Part of the reason this first episode works so well is because Tim Key’s James Wirm has a large part to play in it and once again he’s an absolute delight, a ridiculously daft man who takes himself far too seriously and lacks awareness as to how idiotic his thoughts and beliefs often are, or at the very least is happy to live in a state of denial. It’s something many of the other characters also share, with youtube influencer Millipede (Emma Sidi) the most obvious case as she hits her late twenties and teams up with youngster HoneeeDeww (Eleanor Nawal) in a desperate bid to stay relevant.
It still mocks the selfishness and vacuousness of youtube influencers of course, which has always been the series main source of humour and it is a well that’s yet to run dry. So from one vlogger boasting how he’s selling his own toilet roll where “1% of proceeds go to the NHS” to the way “The Lockdown Lemon” dance challenge took off it contains many laugh out loud moments, and the show still throws in a number of amusing facts including how influencers with over 500,000 followers are supposedly exempt from covid restrictions, and that “The Who reports that the new most common cause of death for under 30s is ‘Fall From Immense Height While Taking Selfie Against Beautiful Panorama’.”

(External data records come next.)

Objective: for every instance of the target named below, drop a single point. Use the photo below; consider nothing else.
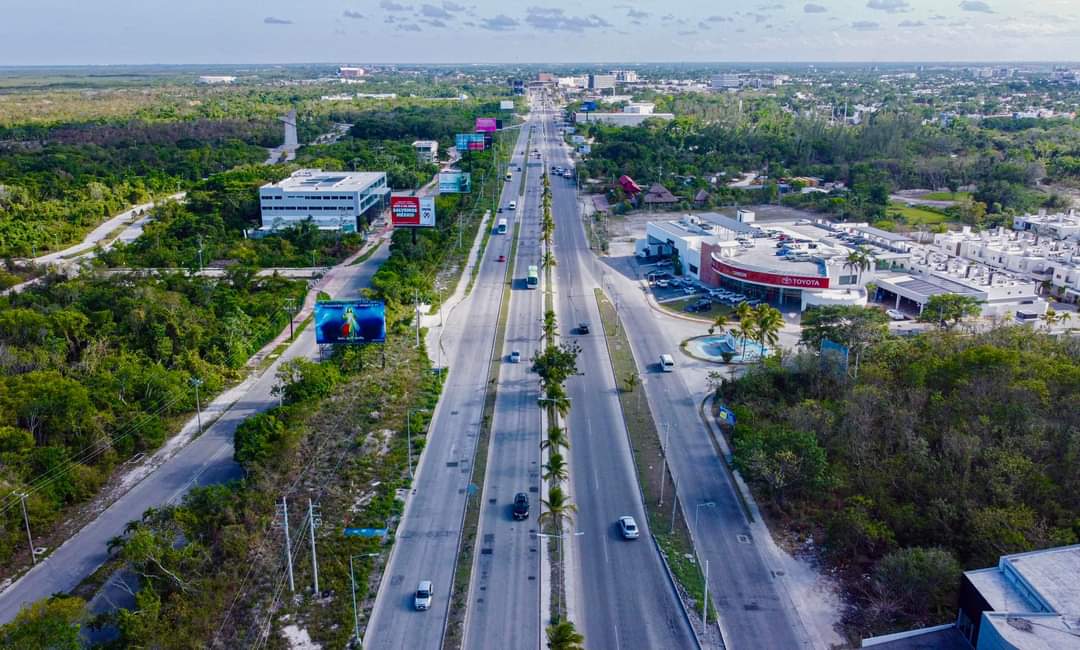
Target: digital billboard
(455, 183)
(350, 322)
(412, 212)
(469, 141)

The first episode has a fair bit to do setting up the plot for the whole series and catching up with recurring characters, while the set up for this series is that Liam has once been given a task by James where he’s to become an influencer himself in various different fields. The the actual part where he tackles this on the Travel and Tourism front gets a slightly short shrift as it’s only dealt with in the final five minutes or so, but that is not necessarily a bad thing as it means it’s a tight bit of comedy where Liam spends five thousand pounds creating a fake holiday, manages to generate ten pounds profit, and James is actually impressed with him for once.
Expanding the series to take on a little bit of political satire with the fact that Mungo Slate (Graham Dickson) is a Minister For Influencers, and tipped as a future PM, this was the show at its finest. I hope it continues on such form too, and doesn’t repeat the mistakes of series two where it became too surreal and too absurd, but as long as it doesn’t it will hopefully be an essential piece of British comedy, something there’s really not enough of on tv right now.